I scoff loudly, “Just what the daughter of an alcoholic wants to hear. I'm hanging up now.”

“WAIT…wait! Emily…”

He sounds so desperate I can't help but give in. I respond with a loud sigh to let him know I didn't hang up.

He’s quiet for a moment and then he sounds like his usual self, instead of a drunk frat boy. I guess he pulled himself together.

“Do you…still want to try? Long distance?”

I sigh, “No, I don't.”

“Is it because of the picture thing?”

I laugh wryly, “That certainly didn’t help your standing, but no, that's not why. I don’t think we work as a couple. I realized that, in the time since we broke up.”

“Oh. You have a new boyfriend you like more, don’t you? I’m so stupid…I shouldn’t have-

I interrupt him, “What!? No. That’s not what’s happening here. I don’t even really have any guy friends here so far.”

“Then what do you mean?”

“I mean…we were together for a year and never said ‘I love you.’ We were together a year and…I never felt comfortable going past kissing. And it was very sweet of you to be so patient. That was one of my favorite things about you. But…I think I should have wanted to do more if we were right for each other.”

He sounds absolutely crushed when he replies,“Oh.”

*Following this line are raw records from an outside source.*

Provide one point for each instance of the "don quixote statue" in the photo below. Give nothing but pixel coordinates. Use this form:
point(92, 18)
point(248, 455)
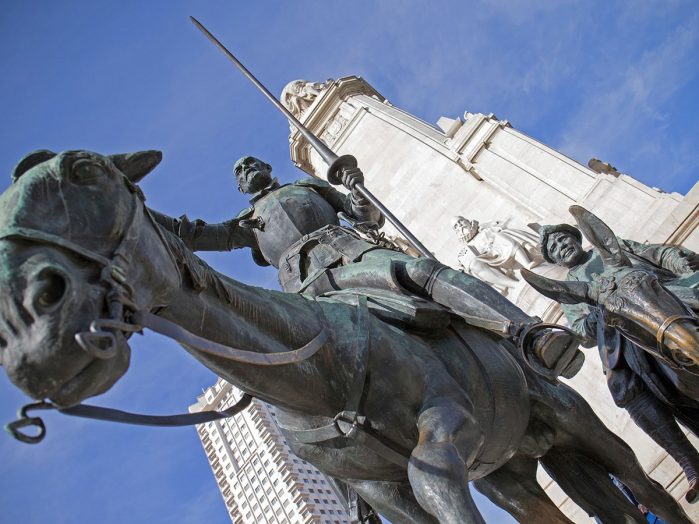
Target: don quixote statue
point(394, 375)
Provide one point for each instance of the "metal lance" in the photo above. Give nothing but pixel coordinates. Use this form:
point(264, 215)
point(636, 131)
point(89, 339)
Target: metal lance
point(336, 163)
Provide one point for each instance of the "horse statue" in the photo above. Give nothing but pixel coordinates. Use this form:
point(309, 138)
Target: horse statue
point(646, 329)
point(406, 414)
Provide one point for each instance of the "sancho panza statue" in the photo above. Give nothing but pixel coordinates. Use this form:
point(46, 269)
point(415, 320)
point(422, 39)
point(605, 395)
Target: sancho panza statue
point(295, 228)
point(635, 379)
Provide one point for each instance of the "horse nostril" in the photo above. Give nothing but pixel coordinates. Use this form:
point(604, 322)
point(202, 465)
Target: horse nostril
point(51, 289)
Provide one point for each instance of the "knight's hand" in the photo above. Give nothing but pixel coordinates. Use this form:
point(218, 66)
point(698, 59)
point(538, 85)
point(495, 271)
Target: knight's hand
point(351, 176)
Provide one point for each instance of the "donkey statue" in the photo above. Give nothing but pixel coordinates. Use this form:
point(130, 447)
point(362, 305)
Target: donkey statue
point(638, 303)
point(406, 415)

I also want to say that I never opened up to him emotionally. Not all the way. He knows my mom is an alcoholic, but not the rest.

But he already sounds pretty sad, so I'll leave that out.

“I'm sorry.”

He sighs, “But…I really like you, Emily. You're the coolest girl I know, and prettiest too.”

Ugh. He dumped ME and now he has ME feeling bad. Although…since he wants me back, I guess I AM sort of dumping him now.

“Th-thank you. I like you too. But…as a friend. I think that's what we're supposed to be. Don’t you feel like there’s something missing between us for us to be a couple? You wouldn’t have dumped me otherwise, right?”

He sighs, “I…guess. Yeah. Maybe…that spark was missing.”

“Exactly. I guess that's what I'm saying, too.”

“Well…friends it is then.” He sighs, “Sorry for being a perv at the beginning of this talk.”

“You should be. Don’t do it again, or we won't be friends either.”

“I won't. But…will we really still be friends, or are you just saying that?”

“We'll really be friends. We were for like two years before we dated, remember?”

He sighs, “Well sure, but I was secretly into you that whole time.”

“...are you saying you don't want to be friends if there's zero chance of you sleeping with me?”

“What!? No.” He sighs in frustration, “Maybe talking about this when I'm drunk is a bad idea.”

“Probably. But I'll be patient. What did you mean?”

“Just…it would suck if we weren't friends at least.”

“Well, we will be. I value you as a person, just…not as a boyfriend.”

He groans, “The first part was so nice. Did you have to say the second part? I get it, okay? We aren't getting back together.”

I laugh, “Sorry. Anyway, you should probably go sleep it off. We can talk more about it when you're not drunk.”

“Yeah, you're right.”

After we say goodbye and we hang up, I stare at my phone, feeling oddly energized and happy.

I guess it was kind of nice getting the last say about things.